El devastador terremoto que se registró este viernes en Japón (8.9 grados en la escala de Richter), seguido de un tsunami, ha arrojado, además de una destrucción material todavía incalculable, un saldo que hasta ayer rebasaba los mil muertos y miles de desaparecidos, pero que varía constantemente. La pérdida de vidas humanas es, por definición, irreparable y dolorosa, y resulta significativo de la magnitud del fenómeno que esas muertes se hayan registrado –a diferencia de lo ocurrido con otros episodios similares– entre una población que cuenta con una reconocida organización y cultura sísmicas, y en un país cuyo gobierno ha invertido, ante las determinantes geográficas de su territorio, cuantiosas sumas en el diseño e implementación de planes de desalojo y contingencia ante los terremotos.
Además del saldo en vidas humanas, y conjuradas en apariencia las posibilidades de que el desastre natural tenga repercusiones severas en otros territorios peninsulares y continentales del océano Pacífico, un factor principal de preocupación en la hora presente es que lo ocurrido en Japón derive en afectaciones de índole económica a escala mundial. El terremoto se tradujo, desde ayer, en una caída de los mercados bursátiles del sureste asiático y de Europa, y en la baja en las cotizaciones internacionales del petróleo, como consecuencia de los daños sufridos por las refinerías del país asiático, el segundo importador neto de crudo en el mundo.
Más allá de esos efectos inmediatos, cuyo alcance podría ampliarse o reducirse en las próximas horas, la destrucción de capital físico y de infraestructura en Japón, en conjunción con la paralización de sus actividades productivas, condiciona severamente el proceso de recuperación económica en que se encontraba ese país –la tercera economía mundial detrás de Estados Unidos y China–, de por sí afectado por deficiencias estructurales: una deuda pública considerable, que duplica el tamaño de su producto interno bruto –la más grande de un país desarrollado– y un déficit económico que ronda 10 por ciento.
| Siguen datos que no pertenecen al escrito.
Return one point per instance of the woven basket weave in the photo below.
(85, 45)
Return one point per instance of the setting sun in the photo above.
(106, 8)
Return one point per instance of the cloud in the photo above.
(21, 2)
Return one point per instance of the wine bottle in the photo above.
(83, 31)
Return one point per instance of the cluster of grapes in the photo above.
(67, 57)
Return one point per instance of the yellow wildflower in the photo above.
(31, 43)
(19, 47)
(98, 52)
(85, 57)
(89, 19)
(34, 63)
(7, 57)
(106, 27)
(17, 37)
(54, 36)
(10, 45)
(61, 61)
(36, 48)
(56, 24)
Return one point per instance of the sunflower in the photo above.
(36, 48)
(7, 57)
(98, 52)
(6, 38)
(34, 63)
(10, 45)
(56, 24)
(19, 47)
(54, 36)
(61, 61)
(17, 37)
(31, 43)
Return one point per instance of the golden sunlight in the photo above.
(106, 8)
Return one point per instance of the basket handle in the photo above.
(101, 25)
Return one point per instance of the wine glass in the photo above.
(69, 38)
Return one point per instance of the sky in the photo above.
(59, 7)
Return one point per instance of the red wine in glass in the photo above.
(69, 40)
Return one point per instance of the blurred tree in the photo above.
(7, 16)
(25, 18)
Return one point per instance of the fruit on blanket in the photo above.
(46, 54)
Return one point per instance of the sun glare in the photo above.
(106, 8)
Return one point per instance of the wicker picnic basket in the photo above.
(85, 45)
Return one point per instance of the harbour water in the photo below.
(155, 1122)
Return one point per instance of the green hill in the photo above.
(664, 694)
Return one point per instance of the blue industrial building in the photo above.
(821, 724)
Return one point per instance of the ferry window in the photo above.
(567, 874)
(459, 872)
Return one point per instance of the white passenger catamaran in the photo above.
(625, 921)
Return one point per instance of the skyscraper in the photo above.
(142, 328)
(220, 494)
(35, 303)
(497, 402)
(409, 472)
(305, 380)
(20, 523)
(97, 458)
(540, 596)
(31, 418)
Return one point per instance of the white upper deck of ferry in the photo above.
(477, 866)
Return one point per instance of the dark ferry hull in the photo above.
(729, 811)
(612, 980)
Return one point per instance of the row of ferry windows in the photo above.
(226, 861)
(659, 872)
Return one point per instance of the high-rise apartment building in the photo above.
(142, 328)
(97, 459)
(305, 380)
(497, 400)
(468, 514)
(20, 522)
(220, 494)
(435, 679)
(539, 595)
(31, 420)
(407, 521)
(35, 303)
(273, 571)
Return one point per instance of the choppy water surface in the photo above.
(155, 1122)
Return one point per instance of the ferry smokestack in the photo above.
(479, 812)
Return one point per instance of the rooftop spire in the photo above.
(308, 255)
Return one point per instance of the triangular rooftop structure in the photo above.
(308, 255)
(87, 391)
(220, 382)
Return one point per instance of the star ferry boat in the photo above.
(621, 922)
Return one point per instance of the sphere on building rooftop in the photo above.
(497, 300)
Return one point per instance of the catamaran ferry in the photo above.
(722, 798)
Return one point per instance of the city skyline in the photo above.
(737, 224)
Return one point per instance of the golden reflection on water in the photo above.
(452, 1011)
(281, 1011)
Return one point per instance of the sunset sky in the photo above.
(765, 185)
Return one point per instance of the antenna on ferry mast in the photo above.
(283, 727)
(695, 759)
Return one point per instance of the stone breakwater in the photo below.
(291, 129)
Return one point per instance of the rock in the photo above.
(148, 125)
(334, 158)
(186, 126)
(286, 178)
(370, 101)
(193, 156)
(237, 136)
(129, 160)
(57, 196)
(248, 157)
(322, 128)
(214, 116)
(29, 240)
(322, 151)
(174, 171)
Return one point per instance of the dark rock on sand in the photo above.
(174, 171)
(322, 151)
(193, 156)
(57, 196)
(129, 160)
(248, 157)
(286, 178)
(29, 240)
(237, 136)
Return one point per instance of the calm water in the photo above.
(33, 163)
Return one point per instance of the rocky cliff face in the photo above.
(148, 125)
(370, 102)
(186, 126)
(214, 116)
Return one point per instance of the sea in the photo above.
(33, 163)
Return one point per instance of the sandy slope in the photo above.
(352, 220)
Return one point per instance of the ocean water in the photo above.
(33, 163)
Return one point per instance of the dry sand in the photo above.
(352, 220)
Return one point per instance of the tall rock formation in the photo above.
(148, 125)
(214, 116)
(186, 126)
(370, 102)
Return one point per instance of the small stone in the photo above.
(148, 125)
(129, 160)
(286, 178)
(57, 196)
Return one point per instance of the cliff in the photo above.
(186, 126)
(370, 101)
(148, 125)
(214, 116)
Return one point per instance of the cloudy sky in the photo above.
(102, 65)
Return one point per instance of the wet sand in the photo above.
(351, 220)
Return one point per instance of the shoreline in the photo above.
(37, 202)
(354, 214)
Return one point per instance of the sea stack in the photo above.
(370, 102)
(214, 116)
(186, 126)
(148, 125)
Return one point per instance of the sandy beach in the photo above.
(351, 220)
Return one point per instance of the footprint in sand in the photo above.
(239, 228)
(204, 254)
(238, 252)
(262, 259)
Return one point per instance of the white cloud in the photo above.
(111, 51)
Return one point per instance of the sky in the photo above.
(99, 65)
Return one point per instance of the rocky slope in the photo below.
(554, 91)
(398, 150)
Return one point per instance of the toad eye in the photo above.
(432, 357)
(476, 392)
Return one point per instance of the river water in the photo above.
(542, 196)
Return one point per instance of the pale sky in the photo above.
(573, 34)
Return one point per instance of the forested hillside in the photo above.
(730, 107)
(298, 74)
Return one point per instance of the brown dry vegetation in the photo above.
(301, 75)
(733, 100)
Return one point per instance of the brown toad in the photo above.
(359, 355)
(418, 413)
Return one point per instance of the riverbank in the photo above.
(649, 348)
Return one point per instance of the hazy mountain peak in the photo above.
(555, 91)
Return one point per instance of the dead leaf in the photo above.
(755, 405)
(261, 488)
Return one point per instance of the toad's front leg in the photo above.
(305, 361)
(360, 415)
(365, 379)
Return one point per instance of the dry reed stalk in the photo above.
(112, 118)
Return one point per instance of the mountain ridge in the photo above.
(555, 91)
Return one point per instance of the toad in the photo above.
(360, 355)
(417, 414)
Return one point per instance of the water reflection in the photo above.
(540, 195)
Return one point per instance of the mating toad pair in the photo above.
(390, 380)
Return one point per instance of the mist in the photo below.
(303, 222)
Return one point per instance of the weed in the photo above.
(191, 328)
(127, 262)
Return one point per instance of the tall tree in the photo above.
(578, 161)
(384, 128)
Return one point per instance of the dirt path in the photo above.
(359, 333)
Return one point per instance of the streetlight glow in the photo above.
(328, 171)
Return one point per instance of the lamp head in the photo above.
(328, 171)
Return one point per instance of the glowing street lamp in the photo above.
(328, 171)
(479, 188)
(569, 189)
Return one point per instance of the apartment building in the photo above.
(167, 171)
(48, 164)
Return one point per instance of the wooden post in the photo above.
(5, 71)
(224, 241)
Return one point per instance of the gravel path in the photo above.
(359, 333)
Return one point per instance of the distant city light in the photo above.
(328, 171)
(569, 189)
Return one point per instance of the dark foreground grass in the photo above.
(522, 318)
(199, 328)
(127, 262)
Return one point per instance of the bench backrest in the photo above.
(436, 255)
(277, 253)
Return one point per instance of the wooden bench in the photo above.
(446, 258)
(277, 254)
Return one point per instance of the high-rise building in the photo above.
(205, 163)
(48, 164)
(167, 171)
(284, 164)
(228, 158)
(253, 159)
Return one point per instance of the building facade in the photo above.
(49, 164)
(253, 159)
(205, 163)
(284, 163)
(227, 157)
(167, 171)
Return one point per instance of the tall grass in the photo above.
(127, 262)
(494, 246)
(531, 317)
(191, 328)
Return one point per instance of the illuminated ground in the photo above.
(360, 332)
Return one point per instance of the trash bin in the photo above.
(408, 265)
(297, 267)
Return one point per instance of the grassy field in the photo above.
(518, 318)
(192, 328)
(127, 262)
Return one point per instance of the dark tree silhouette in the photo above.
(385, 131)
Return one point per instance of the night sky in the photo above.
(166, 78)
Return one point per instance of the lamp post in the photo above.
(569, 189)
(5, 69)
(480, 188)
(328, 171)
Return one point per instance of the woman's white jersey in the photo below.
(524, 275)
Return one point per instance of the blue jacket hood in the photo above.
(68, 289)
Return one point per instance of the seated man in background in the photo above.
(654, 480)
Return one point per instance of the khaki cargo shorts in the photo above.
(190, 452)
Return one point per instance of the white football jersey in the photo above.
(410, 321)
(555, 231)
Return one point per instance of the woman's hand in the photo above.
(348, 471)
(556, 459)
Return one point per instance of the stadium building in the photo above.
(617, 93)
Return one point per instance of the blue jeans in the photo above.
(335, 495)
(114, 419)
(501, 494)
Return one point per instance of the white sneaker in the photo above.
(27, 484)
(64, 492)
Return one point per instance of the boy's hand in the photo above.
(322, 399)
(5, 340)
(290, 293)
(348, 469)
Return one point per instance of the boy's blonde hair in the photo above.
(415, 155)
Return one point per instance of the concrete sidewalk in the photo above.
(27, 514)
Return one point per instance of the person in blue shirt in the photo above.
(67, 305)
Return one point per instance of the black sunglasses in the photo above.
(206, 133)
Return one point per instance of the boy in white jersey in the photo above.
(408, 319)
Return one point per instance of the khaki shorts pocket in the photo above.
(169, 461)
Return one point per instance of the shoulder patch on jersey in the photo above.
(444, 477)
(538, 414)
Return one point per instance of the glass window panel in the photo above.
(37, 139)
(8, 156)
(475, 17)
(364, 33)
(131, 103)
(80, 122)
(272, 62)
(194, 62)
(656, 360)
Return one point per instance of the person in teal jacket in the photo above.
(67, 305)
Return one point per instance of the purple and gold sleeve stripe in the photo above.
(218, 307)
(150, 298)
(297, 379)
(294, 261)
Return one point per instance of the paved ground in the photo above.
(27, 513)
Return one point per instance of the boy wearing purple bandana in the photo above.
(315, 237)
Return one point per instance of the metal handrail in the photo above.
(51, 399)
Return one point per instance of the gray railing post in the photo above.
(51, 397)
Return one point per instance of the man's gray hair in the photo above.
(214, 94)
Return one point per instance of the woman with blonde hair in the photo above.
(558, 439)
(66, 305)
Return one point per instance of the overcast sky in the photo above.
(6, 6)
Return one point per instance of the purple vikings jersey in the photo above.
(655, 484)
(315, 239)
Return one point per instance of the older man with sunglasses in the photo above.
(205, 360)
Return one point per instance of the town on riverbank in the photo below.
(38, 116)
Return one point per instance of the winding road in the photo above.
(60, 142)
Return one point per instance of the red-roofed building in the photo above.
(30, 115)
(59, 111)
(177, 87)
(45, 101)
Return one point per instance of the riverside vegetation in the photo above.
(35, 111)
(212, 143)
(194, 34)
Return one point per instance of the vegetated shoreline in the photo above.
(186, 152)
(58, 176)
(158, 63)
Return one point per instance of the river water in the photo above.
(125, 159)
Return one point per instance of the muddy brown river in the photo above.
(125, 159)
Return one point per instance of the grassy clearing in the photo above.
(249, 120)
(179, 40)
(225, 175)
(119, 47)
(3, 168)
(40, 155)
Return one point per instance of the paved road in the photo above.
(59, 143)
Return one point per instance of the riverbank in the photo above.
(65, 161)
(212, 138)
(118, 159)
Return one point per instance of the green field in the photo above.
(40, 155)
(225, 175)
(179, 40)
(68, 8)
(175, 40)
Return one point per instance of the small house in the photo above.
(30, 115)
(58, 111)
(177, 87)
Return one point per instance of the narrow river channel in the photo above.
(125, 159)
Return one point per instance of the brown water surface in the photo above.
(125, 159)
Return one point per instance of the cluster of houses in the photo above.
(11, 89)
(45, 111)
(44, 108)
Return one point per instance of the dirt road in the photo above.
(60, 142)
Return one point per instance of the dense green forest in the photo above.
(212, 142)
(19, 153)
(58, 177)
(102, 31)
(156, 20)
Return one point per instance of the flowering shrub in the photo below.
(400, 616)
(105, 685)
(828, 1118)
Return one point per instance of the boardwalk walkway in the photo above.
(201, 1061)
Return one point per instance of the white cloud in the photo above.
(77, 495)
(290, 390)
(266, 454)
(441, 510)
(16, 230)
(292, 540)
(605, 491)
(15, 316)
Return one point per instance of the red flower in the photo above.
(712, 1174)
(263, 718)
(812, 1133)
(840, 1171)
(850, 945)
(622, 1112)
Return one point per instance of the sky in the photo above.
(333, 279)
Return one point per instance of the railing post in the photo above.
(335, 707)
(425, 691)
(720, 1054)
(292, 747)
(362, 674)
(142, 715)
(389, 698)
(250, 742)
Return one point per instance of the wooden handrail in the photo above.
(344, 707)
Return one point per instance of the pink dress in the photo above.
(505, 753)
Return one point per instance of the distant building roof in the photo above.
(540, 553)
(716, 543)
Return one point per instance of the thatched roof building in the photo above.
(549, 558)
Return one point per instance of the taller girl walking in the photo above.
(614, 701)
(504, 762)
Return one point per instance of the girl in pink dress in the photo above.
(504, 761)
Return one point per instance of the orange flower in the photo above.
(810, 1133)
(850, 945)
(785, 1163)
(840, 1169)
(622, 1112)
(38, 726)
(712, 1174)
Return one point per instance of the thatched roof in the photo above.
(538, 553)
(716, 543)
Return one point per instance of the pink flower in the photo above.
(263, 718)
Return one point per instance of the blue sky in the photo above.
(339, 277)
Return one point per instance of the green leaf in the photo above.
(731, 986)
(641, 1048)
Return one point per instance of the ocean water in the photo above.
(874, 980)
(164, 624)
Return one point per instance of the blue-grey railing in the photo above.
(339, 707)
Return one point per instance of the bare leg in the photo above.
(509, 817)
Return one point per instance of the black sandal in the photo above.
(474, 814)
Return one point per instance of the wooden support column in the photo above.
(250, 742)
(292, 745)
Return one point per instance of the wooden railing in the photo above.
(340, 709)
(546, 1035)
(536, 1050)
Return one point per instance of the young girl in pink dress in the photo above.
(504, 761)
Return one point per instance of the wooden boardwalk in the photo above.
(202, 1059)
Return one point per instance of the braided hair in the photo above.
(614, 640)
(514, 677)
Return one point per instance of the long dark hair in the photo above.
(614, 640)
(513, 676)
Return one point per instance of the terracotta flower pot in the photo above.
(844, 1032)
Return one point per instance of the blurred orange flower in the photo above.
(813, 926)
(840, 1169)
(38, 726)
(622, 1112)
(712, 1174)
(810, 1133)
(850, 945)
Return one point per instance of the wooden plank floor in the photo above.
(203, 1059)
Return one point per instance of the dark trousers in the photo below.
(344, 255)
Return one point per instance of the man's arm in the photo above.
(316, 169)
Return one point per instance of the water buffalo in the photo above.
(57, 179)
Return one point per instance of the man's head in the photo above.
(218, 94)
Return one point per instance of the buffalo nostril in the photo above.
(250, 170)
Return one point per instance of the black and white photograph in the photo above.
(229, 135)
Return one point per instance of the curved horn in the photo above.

Tales indicadores condicionan y estrechan el margen de maniobra del gobierno encabezado por Naoto Kan para los trabajos de rescate y reconstrucción, y también colocan a la nación asiática en la perspectiva de una desaceleración económica.
El panorama no es alentador para una economía mundial que, tras los descalabros de 2008-2009, ha tenido una recuperación por lo menos accidentada, y que actualmente enfrenta factores de preocupación por las revueltas del mundo árabe –y la consecuente inestabilidad para las cotizaciones petroleras– y por la crisis de deuda que aqueja a varias naciones de la eurozona. Ahora, con la devastación en Japón, es posible que las afectaciones a la economía planetaria se extiendan más allá de los mercados especulativos, y que incidan en las actividades productivas e industriales, ante la reducción o el encarecimiento de las exportaciones japonesas en rubros como el automotriz, la electrónica y la industria del acero. Por lo que hace a México, el escenario debiera ser un llamado de atención para los encargados del manejo económico y de la política comercial del país, pues Japón representa su tercer proveedor de importaciones y su octavo comprador de exportaciones, además de que cuenta con una participación importante en el monto de inversión extranjera directa que llega a territorio nacional.
La contingencia inmediata demanda una rápida reacción del gobierno japonés y de la comunidad internacional para ayudar a esa nación, a sus damnificados y a las familias de las víctimas. Pero, en el mediano plazo, se impone la necesidad de que los gobiernos del mundo –particularmente los de países pobres y dependientes como el nuestro– avancen en una doble planificación: ante la posibilidad de fenómenos naturales similares en el propio territorio y ante los efectos económicos que pudieran derivar de esos episodios.